Wer folglich bislang vergeblich auf einen Friseurtermin gewartet hat - kein Problem, in der Nacht ist einer frei. Inklusive Scherengeklapper, Föngeräuschen und der seichten Unterhaltung mit der Friseurin. Allerdings geschehen keine Wunder,
und wer am nächsten Morgen mit einem Moppkopp wach wird, der böser aussieht als der, mit dem er am Abend schlafen gegangen ist, kann sich nicht beim Ticket-Verkäufer beschweren. Derjenige sollte vielleicht eine kleine Traum-Zeit in der Whisky-Lounge eines Top-Hotels buchen, damit der eingebildete Kater den Schock über die morgendliche Frisur übertüncht.
Manch einer möchte nur von dem Geld träumen, das ihm während des Lockdowns flöten gegangen ist - auch dieser Traum-Wunsch ist zu erfüllen. Leider kann sich niemand von diesem Geld etwas kaufen. Es gehört dem Träumer nur für die Weile seines Traumes. Shit happens.

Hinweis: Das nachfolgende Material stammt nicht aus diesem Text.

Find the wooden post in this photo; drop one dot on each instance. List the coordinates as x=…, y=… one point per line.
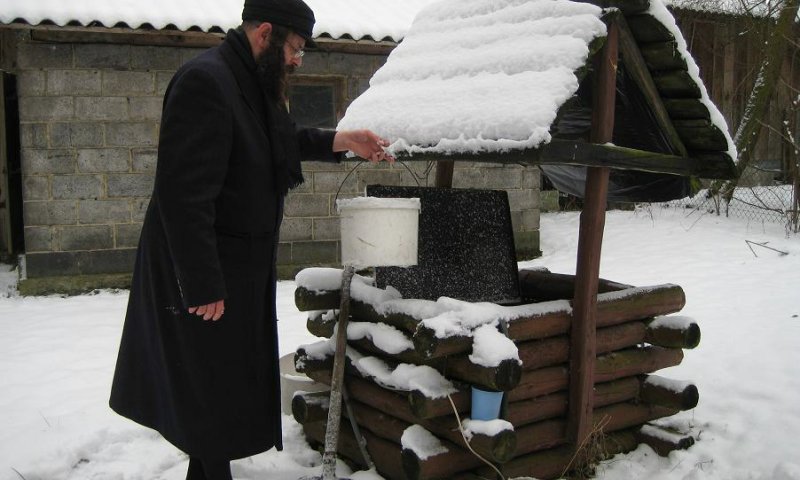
x=444, y=173
x=590, y=239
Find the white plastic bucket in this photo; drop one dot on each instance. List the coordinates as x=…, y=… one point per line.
x=379, y=232
x=292, y=381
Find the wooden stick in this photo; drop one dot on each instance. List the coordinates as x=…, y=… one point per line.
x=543, y=381
x=385, y=454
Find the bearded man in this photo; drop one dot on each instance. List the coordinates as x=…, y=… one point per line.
x=198, y=360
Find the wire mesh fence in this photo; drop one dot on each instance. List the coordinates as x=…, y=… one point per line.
x=764, y=204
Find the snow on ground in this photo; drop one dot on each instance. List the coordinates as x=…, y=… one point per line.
x=58, y=355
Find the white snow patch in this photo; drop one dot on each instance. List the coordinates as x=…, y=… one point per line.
x=421, y=442
x=490, y=347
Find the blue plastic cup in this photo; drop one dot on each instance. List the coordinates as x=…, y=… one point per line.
x=486, y=405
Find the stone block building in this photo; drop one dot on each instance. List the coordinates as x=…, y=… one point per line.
x=80, y=121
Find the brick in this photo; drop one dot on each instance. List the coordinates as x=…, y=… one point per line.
x=58, y=135
x=50, y=213
x=101, y=108
x=134, y=134
x=327, y=228
x=73, y=82
x=307, y=205
x=104, y=211
x=100, y=160
x=33, y=135
x=155, y=58
x=48, y=161
x=45, y=108
x=306, y=187
x=530, y=220
x=145, y=108
x=130, y=185
x=38, y=239
x=127, y=235
x=189, y=53
x=35, y=187
x=527, y=245
x=284, y=256
x=532, y=178
x=119, y=260
x=139, y=208
x=79, y=187
x=90, y=237
x=128, y=83
x=332, y=182
x=31, y=83
x=296, y=229
x=80, y=262
x=314, y=253
x=44, y=56
x=103, y=56
x=162, y=82
x=144, y=160
x=51, y=264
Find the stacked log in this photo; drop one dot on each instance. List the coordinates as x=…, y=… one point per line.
x=635, y=337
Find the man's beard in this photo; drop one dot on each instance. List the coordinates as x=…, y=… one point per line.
x=273, y=72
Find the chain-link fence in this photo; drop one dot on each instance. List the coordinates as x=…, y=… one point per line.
x=776, y=203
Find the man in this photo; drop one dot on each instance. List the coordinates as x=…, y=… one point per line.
x=198, y=359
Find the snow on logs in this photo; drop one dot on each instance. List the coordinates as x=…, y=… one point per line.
x=410, y=363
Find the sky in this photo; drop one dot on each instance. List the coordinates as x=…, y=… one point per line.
x=58, y=355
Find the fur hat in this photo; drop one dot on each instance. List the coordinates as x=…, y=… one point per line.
x=293, y=14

Ebenso sind andere Alltagsgelegenheiten buchbar: ein Besuch in einem Schwimmbad, Shopping bis der Geldautomat Alarm schlägt, und wer unbedingt mag,
kann sogar auf die letzte Beerdigung gehen, die er coronamäßig nicht besuchen durfte. Den Wünschen sind also keine Grenzen gesetzt,
nur der Wirklichkeit.
Die Preise für die Traum-Tickets sind gestaffelt nach den jeweiligen Bedürfnissen - und selbstverständlich kostet ein Johnny Depp, ein Friseurbesuch oder eben auch eine Beerdigung mehr als
ein Shopping-Erlebnis.
Wer allerdings diese Traum-Tickets nicht rechtzeitig bezahlt, dem drohen Albträume ... aber an die sind viele schließlich seit Lockdown-Zeiten ohnehin gewöhnt.